Senza staccare lo sguardo, mi siedo sulla mia bella poltrona, che prego mi dia quell'aria di onnipotenza che possa mettergli soggezione. Ma purtroppo non avviene, la sua postura, i suoi avambracci esposti dalle maniche arrotolate della sua camicia azzurra, che lo fa sembrare ancora più abbronzato, tutto di lui mi fa capire che pensa di tenermi in pugno. Ma non ha capito niente.

"Ho bisogno di un avvocato" dice sicuro di sé mentre mi guarda negli occhi. "Sono lusingata, che sia venuto da me per una consulenza.
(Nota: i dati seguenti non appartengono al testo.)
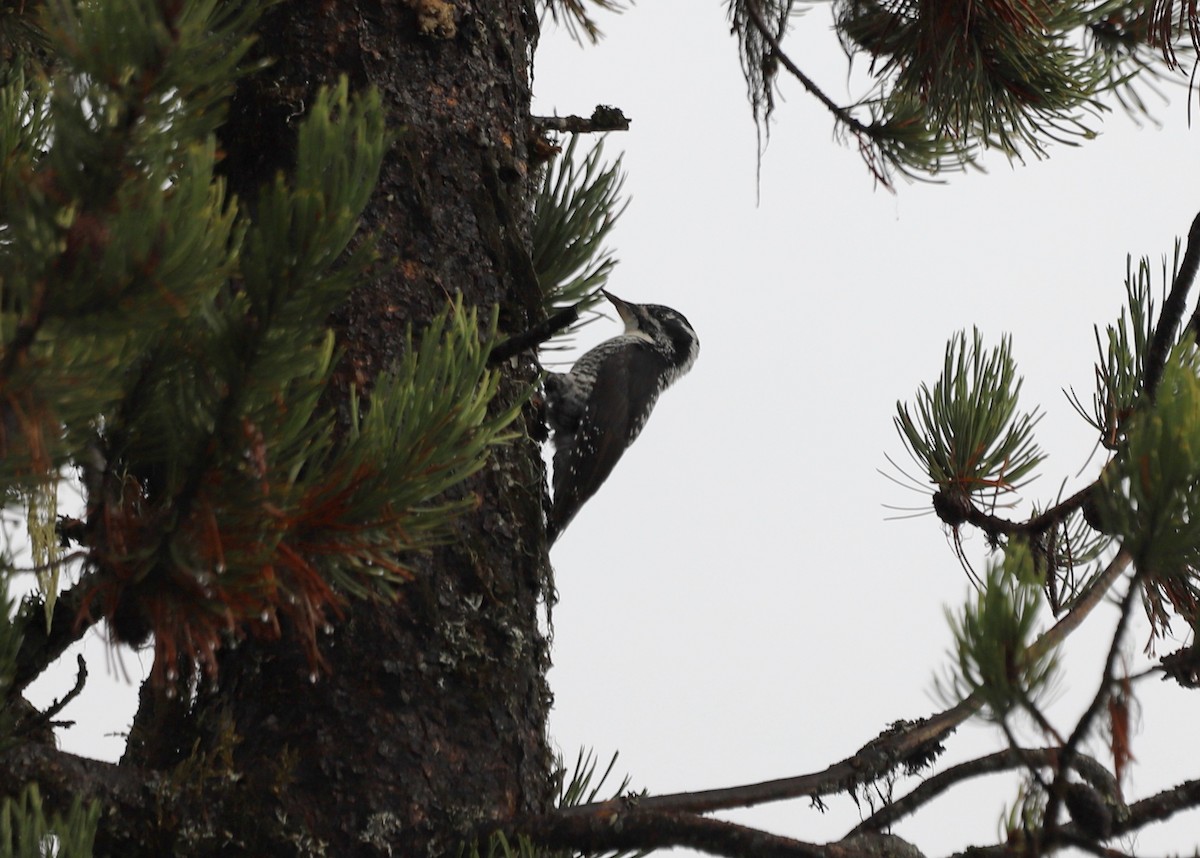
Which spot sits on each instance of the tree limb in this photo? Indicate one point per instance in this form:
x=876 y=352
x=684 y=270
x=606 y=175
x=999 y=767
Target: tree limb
x=603 y=119
x=1001 y=761
x=625 y=825
x=131 y=799
x=879 y=756
x=40 y=647
x=533 y=337
x=1050 y=817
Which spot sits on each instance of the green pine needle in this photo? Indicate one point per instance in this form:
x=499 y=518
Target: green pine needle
x=993 y=634
x=966 y=432
x=575 y=210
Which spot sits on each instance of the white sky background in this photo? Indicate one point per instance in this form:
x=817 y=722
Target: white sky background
x=735 y=604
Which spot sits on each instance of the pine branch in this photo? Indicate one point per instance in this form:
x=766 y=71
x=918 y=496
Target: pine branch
x=1084 y=726
x=603 y=119
x=628 y=826
x=535 y=336
x=1000 y=761
x=1173 y=312
x=41 y=647
x=906 y=741
x=132 y=801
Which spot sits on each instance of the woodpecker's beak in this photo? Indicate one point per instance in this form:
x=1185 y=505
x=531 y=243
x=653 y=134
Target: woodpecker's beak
x=627 y=315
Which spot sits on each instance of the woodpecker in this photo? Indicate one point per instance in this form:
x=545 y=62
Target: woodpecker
x=599 y=408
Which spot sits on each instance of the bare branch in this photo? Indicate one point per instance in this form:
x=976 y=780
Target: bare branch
x=1050 y=817
x=131 y=797
x=624 y=825
x=1001 y=761
x=882 y=754
x=533 y=337
x=603 y=119
x=40 y=647
x=1173 y=311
Ma forse è poco informato o forse poco attento. Perché già dalla targa sulla porta poteva notare che sì, sono un avvocato, ma matrimonialista. E di conseguenza non mi occupo di controversie commerciali o amministrative. Quindi mi dispiace averle fatto perdere tempo. Ma non posso esserle utile. Se vuole posso darle il numero di qualche mio collega che sicuramente sarà felice di aiutarla." Lui si passa una mano in viso, accarezzandosi la barba. Guarda fuori dalla finestra, sospira e poi riprende a guardarmi. "A discapito di quello che lei pensa" sottolinea quel lei a voce più alta "sono molto informato sul suo conto e di sicuro non pecco di poca attenzioni ai particolari. So bene quale sia la sua specializzazione ed è per questo che sono qui. Voglio divorziare" e mentre io rimango di sasso, lui continua imperterrito "e finiamola con questa cazzata del lei, che ci conosciamo meglio noi due che le nostre madri."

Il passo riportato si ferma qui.